Для расшифровки такого крепкого орешка, как мессир Ридль, требовался носитель языка Ларона. Более того, изрядный носитель, знакомый не только с классической прозой, но и поэзией белых эльфов. Иначе, если на удачу отловить какого-нибудь молокососа из новой знати, что роилась подле нынешнего императорского трона, можно было навлечь на себя только лишние неприятности и больше ничего существенного. Такой юнец, даже зная принцип кода, не сможет раздобыть нужную информацию, поскольку продраться через аллегорические дебри и штабеля архаических клише и штампов, эпитетов двойного смысла и метафор с подтекстом будет просто выше его сил. Глубина коварства белых эльфов становилась очевидна с того момента, как раскрывалась первая страница какого-нибудь тайного послания, сохранившегося после Войны Кинжалов. Добытчика такого документа встречал обычный текст и больше ничего! Ни одна деталь не указывала на то, что послание было необычным. В отличие от сеньора Э'Нигмы, где в глаза даже не очень опытному шпиону сразу бросятся столбцы из различных знаков и закорючек - код налицо, не правда ли?
Надо сказать, что даже столь достойному потомку дома Даэран пришлось при расшифровке не раз и не два поминать создателя мессира Ридля добрым словом, в бешенстве и бессилии перед очередным изящным бастионом древней словесности ломая кончик пера или дырявя пергамент, а иногда и вышвыривая в окно бумажный комок черновика, что становился бесполезен из-за ошибки в цепочке где-нибудь пятью абзацами выше.

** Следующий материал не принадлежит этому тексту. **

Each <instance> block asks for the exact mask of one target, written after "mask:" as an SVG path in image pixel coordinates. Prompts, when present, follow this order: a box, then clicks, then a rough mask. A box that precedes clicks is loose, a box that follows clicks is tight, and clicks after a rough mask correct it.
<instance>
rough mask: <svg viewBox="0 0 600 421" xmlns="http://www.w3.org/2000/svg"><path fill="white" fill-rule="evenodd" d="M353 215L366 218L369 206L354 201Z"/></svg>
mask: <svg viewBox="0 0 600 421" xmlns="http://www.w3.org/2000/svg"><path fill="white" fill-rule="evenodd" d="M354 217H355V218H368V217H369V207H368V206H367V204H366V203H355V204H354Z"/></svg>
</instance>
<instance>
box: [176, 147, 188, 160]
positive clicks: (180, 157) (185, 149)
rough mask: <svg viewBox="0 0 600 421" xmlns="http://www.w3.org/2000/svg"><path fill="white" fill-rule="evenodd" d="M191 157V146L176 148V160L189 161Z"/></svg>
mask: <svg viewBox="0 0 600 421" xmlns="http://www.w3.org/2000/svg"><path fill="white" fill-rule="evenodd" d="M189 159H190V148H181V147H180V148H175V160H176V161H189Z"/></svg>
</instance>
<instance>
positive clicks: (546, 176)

Бывало, конечно, и похуже: не несколько абзацев, а весь недельный труд летел в Бездну, - тогда и ни в чем не повинная чернильница могла отправиться прямиком в стену и разлететься вдребезги, скажем, над головой неудачно побеспокоившего чародея практиканта из академии. Зойту доводилось читать там несколько лекций по истории развития традиций боевой магии, а также по ее же прикладным дисциплинам. Кстати, именно по ним он курировал нескольких бакалавров, готовившихся будущей осенью защищать титул магистра. Иными словами, еще было кому принести новую чернильницу и увернуться от очередного яростного приступа неконтролируемого телекинеза, охладив тем самым пыл достойного мэтра...
Меж тем, труды чародея не пропали бы даром в любом случае. Он оставался уверен в положительной рецензии бургомистра Берса. Более того, рассчитывал на рекомендацию к представлению сего труда на рассмотрение коллегией и добавления в форпатское собрание хрестоматий. Но, даже если бы всего этого не случилось, Зойт раскопал достаточно хотя бы лично для себя, чтобы считать все содеянное стоящим потраченных сил и времени.

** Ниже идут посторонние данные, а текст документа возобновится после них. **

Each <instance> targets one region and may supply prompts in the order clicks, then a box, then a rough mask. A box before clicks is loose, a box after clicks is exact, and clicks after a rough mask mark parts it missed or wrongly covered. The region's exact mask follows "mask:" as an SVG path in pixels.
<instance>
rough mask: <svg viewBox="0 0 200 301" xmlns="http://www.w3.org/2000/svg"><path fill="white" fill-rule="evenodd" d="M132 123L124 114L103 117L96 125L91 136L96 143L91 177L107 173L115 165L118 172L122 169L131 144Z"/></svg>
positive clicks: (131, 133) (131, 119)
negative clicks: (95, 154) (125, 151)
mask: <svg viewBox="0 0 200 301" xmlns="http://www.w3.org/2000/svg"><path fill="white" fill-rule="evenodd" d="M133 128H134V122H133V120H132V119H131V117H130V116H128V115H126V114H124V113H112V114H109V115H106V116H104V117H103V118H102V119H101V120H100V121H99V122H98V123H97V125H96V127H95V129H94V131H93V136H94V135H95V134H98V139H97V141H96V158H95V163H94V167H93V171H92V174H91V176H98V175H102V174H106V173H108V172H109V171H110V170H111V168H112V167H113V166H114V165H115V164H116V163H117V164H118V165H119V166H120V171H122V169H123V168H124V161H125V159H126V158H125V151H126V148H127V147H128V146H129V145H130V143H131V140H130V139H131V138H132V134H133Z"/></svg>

Верный его друг и коллега, чернокнижник Даэмас, что обретался в Шаргарде, оказался прав, когда говорил, что изначально каждый маг удовлетворяет исключительно свое личное любопытство, а уже затем отдает часть своих изысканий миру. Как своеобразную контрибуцию за рождение, кров, пищу и немного родительской ласки, что скрасила детские годы до того, как шагнуть за границы обыденно мироощущения и уже измениться безвозвратно, неотвратимо и навсегда.
Зойт нашел это слово очень удачным термином для более универсального подхода к анализу пророчества, где говорилось о Восставших. Не во всем, правда, эти слова совпадали, но, в целом, походило на то, что акцент исследования можно было заострить именно на определении меры пассионарности участников пророчества. Только предполагаемых, разумеется, но ключевых фигурах, которые чрезмерная и подозрительная "застенчивость" тех, кто писал и предостерегал в хрониках, не давала возможности опознать достаточно ясно.